Publié le par Rosalie210

Pier Paolo Pasolini (1968)

Théorème (Teorema)

"Théorème", mon film préféré de Pier Paolo PASOLINI a gardé intact son pouvoir de fascination plus de cinquante ans après sa sortie. Son titre souligne sa rigueur mathématique implacable. Le film se compose de deux parties d'une durée équivalente. Dans la première partie, un jeune homme qui s'avère être l'incarnation divine vient "visiter" tour à tour les cinq membres d'une famille de la grande bourgeoisie milanaise. Puis il disparaît brusquement au milieu du film. La seconde partie explore le bouleversement que cette rencontre entraîne sur chaque membre de la famille. Elle fait exploser les faux-semblants et met chacun face à lui-même ou plutôt pour la plupart, face à un vide insupportable. C'est le père qui se dépouille de tous ses biens et part errer et crier dans le désert, c'est la mère qui d'étreinte en étreinte cherche en vain à retrouver le moment de plénitude qu'elle a vécu avec le visiteur, c'est la fille qui n'a plus goût à rien et sombre dans la catatonie et le fils qui tente d'exprimer ce qu'il a ressenti par la peinture sans y parvenir. Seule la bonne, retournée dans son village et réfugiée dans une pose méditative parvient à trouver Dieu en elle ce qui se manifeste par des interventions surnaturelles dans la plus pure tradition évangélique: elle opère des guérisons miraculeuses, elle lévite, elle fait jaillir une source de larmes.

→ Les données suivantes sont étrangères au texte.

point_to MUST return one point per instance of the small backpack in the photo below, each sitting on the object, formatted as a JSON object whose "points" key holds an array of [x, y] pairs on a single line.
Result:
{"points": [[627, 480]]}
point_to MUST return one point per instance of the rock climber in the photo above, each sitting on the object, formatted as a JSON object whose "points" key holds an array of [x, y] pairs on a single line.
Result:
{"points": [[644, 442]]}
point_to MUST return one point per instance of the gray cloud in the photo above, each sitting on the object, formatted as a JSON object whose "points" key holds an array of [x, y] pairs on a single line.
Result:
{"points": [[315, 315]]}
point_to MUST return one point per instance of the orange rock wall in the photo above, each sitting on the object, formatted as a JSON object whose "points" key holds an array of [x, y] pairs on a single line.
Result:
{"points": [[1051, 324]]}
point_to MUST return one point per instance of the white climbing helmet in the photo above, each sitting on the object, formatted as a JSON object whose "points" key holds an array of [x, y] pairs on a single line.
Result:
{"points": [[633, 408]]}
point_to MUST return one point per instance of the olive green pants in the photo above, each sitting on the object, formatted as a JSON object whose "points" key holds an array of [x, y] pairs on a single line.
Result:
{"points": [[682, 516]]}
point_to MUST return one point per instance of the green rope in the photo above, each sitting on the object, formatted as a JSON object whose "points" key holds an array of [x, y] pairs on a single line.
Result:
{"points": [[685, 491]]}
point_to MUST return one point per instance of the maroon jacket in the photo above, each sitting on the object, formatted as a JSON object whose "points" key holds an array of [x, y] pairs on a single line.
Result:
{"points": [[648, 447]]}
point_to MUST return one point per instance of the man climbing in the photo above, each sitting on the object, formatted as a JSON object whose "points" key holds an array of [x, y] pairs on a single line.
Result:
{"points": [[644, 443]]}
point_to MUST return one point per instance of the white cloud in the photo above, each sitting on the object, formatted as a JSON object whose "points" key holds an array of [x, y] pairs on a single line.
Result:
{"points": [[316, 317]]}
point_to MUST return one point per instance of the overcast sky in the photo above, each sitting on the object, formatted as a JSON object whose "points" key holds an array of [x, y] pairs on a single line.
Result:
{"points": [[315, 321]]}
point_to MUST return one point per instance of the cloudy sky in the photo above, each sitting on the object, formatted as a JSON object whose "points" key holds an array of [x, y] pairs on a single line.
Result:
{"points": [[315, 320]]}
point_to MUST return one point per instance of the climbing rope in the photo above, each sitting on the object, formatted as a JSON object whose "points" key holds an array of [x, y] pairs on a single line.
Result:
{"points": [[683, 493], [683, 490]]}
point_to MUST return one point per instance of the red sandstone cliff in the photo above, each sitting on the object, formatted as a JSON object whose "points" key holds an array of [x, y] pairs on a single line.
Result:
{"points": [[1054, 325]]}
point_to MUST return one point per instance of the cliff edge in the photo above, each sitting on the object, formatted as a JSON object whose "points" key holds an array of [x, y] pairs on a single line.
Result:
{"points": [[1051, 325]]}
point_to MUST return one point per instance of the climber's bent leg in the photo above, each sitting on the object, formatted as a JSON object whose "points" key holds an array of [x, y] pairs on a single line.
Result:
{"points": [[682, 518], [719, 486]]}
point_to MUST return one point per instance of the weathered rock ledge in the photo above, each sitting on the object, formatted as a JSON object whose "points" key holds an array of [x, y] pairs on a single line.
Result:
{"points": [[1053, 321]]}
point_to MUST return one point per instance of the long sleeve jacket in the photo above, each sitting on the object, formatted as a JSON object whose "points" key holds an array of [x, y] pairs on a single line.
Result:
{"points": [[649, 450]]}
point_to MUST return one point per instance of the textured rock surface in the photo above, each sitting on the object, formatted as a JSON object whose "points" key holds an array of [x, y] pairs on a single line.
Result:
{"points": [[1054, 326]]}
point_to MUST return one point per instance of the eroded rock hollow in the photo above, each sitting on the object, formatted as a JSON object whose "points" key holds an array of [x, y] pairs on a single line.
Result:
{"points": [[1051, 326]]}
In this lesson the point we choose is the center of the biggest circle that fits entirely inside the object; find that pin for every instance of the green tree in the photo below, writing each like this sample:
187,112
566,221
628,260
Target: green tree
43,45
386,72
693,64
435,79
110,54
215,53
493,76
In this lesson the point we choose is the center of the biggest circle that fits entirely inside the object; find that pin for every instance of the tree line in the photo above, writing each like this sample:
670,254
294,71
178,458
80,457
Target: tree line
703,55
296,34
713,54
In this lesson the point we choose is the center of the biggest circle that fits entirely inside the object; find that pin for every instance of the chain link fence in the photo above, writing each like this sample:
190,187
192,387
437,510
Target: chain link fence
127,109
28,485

Pier Paolo PASOLINI a réussi un film qui démontre que la vraie foi, la vraie spiritualité est incompatible avec les institutions, qu'il démolit méthodiquement. Logique pour quelqu'un qui se situait dans les marges du monde. De ces institutions (l'Eglise et ses dogmes castrateurs mais aussi le capitalisme et son culte de l'argent, la bourgeoisie et sa domination de classe), il en fait littéralement table rase, ne laissant plus à l'image que les étendues désertiques des pentes de l'Etna qui reflètent l'état réel de dénuement des membres de cette famille aisée (en plus de revenir aux sources du christianisme). Et il démontre de manière éloquente et provocante que l'acte sexuel lorsqu'il est don de soi ("ceci est mon sang [...] ceci est mon corps") est l'expérience mystique suprême là où l'Eglise catholique a décrété que la chair n'était que péché, divisant et coupant l'être de toute possibilité de transcendance. Voilà pourquoi un tel film put quasiment en même temps recevoir le grand prix de l'Office catholique et être condamné par le Vatican, faire scandale et porter encore aujourd'hui la mention (sur le DVD que j'ai emprunté à la médiathèque) "interdit aux moins de 18 ans"* alors que n'importe quelle grosse comédie familiale grand public bourrée d'obscénités passe crème.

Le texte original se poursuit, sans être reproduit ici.